As Ciências Sociais são, por fama e proveito, um repositório de má prosa. As excepções à regra (que, em abono da verdade, também não são assim tão raras) costumam estar incluídas em uma de duas categorias: ou os pioneiros, que se anteciparam ao enrodilhanço conceptual e terminológico que eles próprios ajudaram a criar (Marx, por exemplo, que escrevia transtornantemente bem, o sacana); ou os casos extremos de vocação cancelada, como Geertz, que possuem o talento, o humor, e leveza de toque necessários para utilizarem o léxico disciplinar sem serem utilizados por ele, nem caírem na taralhoquice retórica.
José Machado Pais, investigador-coordenador no ICS e um homem bastante mais calvo do que eu, não que isso seja relevante para esta discussão, não cai em nenhuma dessas categorias.

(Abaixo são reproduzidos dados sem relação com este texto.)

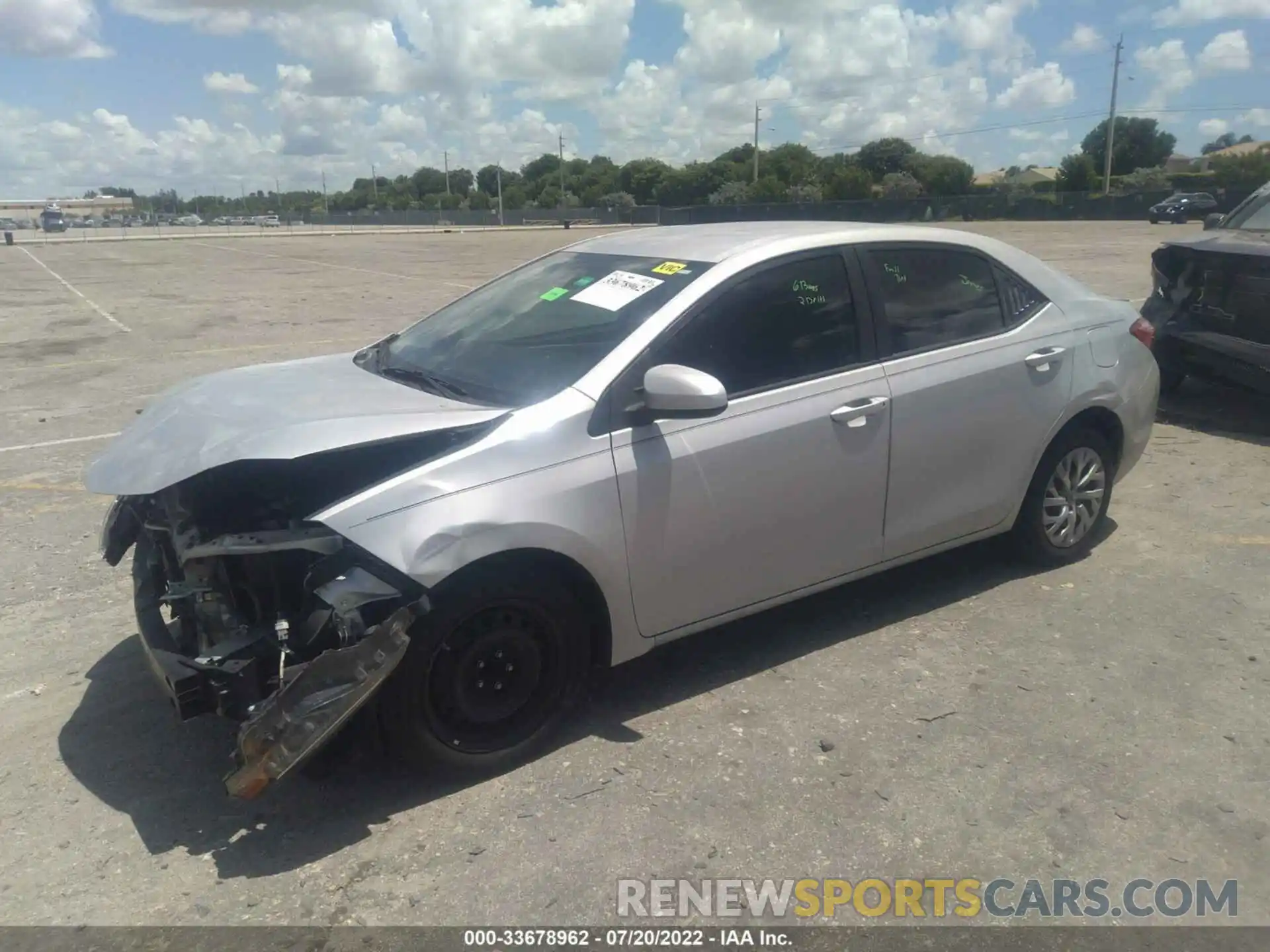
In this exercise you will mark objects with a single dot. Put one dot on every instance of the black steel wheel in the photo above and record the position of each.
(492, 670)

Seria incorrecto vir aqui chamar nomes feios à sua prosa (acima de tudo porque Quem sou eu?, não é verdade, além de um diletante com muito mais cabelo que ele), mas proporciona os melhores exemplos que conheço de um maneirismo bastante comum: o abuso impiedoso da metáfora. Quando percebe um quadro metafórico que o titila, Machado Pais nunca mais o larga. Se, para iluminar um qualquer fenómeno social, decide recorrer a uma analogia com uma fábrica de tintas, então o leitor pode estar certo de que, vinte parágrafos e trinta suspiros depois, ainda vai haver baldes da Robialac espalhados pela página.

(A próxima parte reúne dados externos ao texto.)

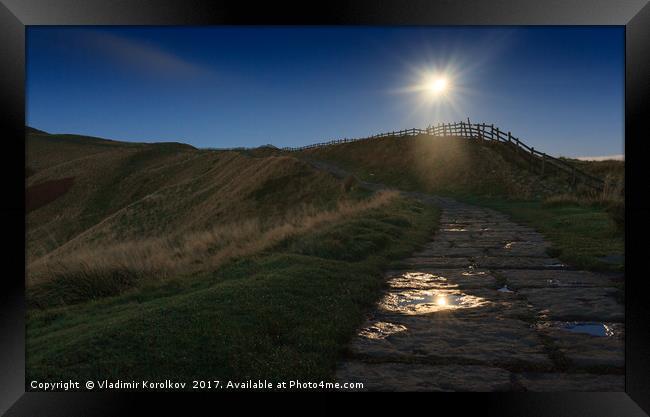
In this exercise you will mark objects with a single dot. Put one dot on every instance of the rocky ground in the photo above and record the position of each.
(483, 308)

No seu "Paradigmas sociológicos na análise da vida quotidiana", que tenho andado a ler por manifesta falta de vida quotidiana própria, detectamos um certo calorzinho pela classe dos insectos. E se, a dada altura, aprendemos que «as interpretações possíveis formigam através de perspectivas e discursos que, apesar de tudo, as disciplinam» então não seremos de todo surpreendidos quando, pouco depois, Machado Pais nos fala «desse formigueiro de interpretações», ou, ainda mais tarde, das «formigas à procura do retórico». Não do açúcar, mas do «retórico». E para que a flora não se sinta retoricamente desenfranchisada em relação à fauna, Machado Pais debruca-se depois sobre as raízes. De que é que se fala? De «delimitar um reportório fixo e simples de aspirações últimas em cuja realização se estimula o conformismo». Qual é a metáfora? Uma de Rubert de Ventós: «um asno anda sempre atrás de uma cenoura com que lhe acenem, mas detém-se frente a um campo cheio delas». Como é que se pode melhorar isto? «Daí a necessidade de redescobrir a cenoura interior». Uma estratégia retórica que permite proceder por iluminação gradual transforma-se assim numa involuntária redução ao absurdo. Pelo menos creio que é involuntária. Nunca se sabe, com este pessoal das cenouras interiores.